Kids Have To Cry When They Need To Cry
3 Things You Can Do Today to Support Your Child's Emotional Regulation
My heart broke when my daughter handed me this note when she was 6 years old. For over 11 years now, this note has been on display in my living room as a reminder….
At the time, she had been crying about something (I honestly don’t remember what) and I had been particularly impatient with her. I hadn’t stopped to listen to her, to understand her, or care for her when she was upset. I was probably distracted, frustrated with her immature emotional dysregulation, tired of parenting young children. I can’t remember more details than that…but I DO remember her handing me this small slip of paper with this wise statement shortly after the incident.
It says, in her cute early attempts at spelling: “Mommy, kids have to cry when they need to cry… I love you Mommy.”

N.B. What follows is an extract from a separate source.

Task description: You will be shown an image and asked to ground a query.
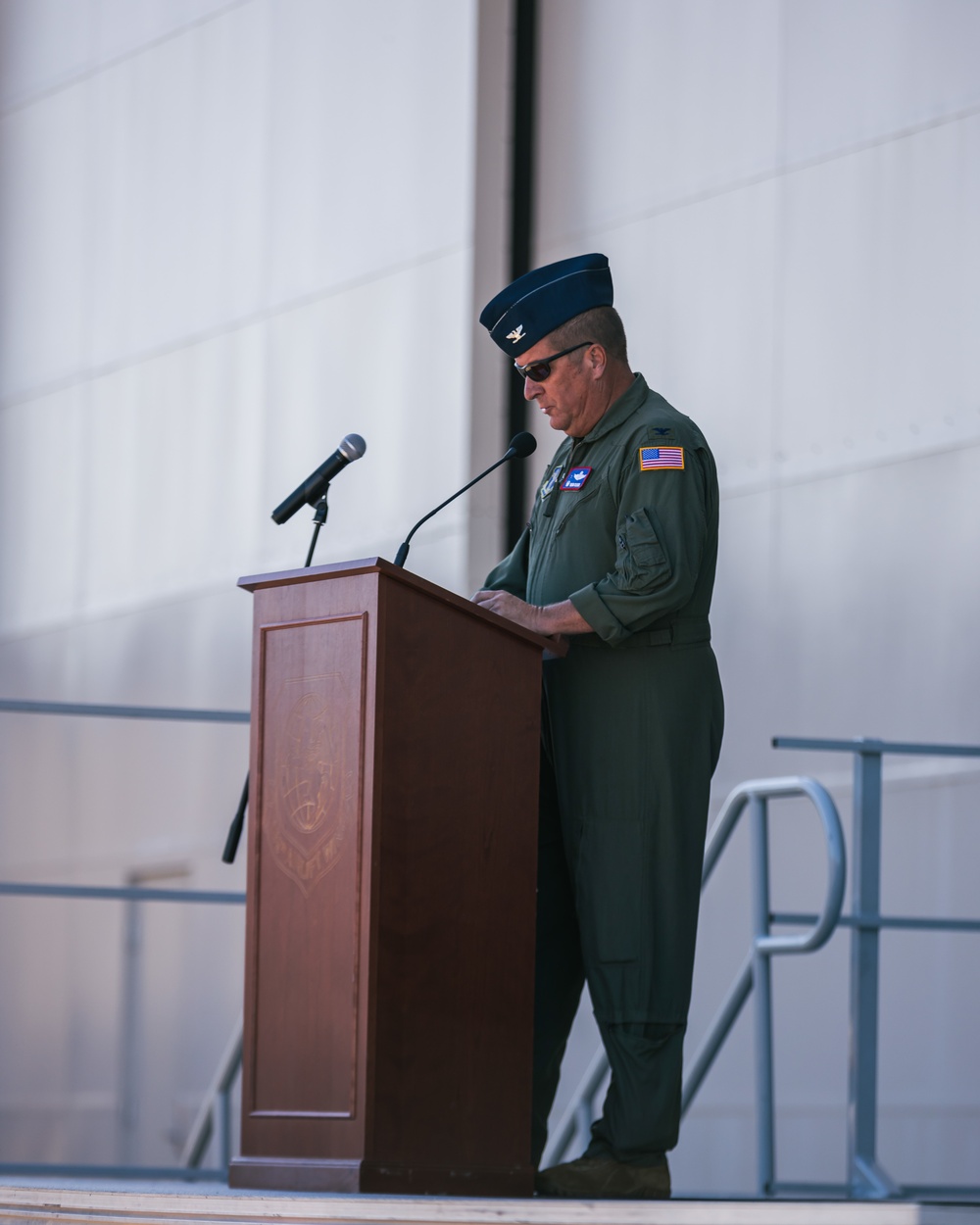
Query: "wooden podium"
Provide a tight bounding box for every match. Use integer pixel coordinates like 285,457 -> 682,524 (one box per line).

I remember weeping while I hugged her and told her I loved her. I remember thanking her and promising her I would keep this note forever to remind me of its truth.

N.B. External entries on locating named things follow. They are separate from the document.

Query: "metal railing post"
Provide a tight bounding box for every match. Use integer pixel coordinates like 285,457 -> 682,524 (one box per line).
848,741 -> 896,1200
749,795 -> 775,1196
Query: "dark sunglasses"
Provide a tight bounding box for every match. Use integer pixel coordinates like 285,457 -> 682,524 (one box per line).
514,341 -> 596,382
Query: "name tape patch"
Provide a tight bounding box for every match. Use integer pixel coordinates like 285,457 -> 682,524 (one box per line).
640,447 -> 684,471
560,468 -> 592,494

And I share it here because it reminds us that sometimes kids have to cry when they need to cry! Children need to be free to express big emotions…even when they are an inconvenience to our busy adult lives. They might even serve to remind us to SLOW DOWN, to SEE the child in front of us, to have compassion.
Remember how little our children really are. How so much of their lives are controlled by us. And how their brains are immature and not developed yet. We parents have to be their thinking brain until they are a bit older…well, maybe even a lot older since the executive function and self-regulation portions of the brain are not fully developed until age 25!
Here are 3 simple things you can do today to support your child’s emotional regulation:
Listen to them. No agenda. Just listen and respond. Have a thoughtful conversation.
Name your own emotions in the context of daily life. This could be as simple as saying: “I feel sad / happy / excited / worried today because…..”
Allow your child to have big emotions and NAME their emotions for them when they are upset. “You feel so MAD!” or “You feel happy!” Don’t try to process more than that in the moment of the meltdown. When children are upset, the thinking parts of the brain literally shut down. Just focus only on helping them calm down…then talk about the emotions.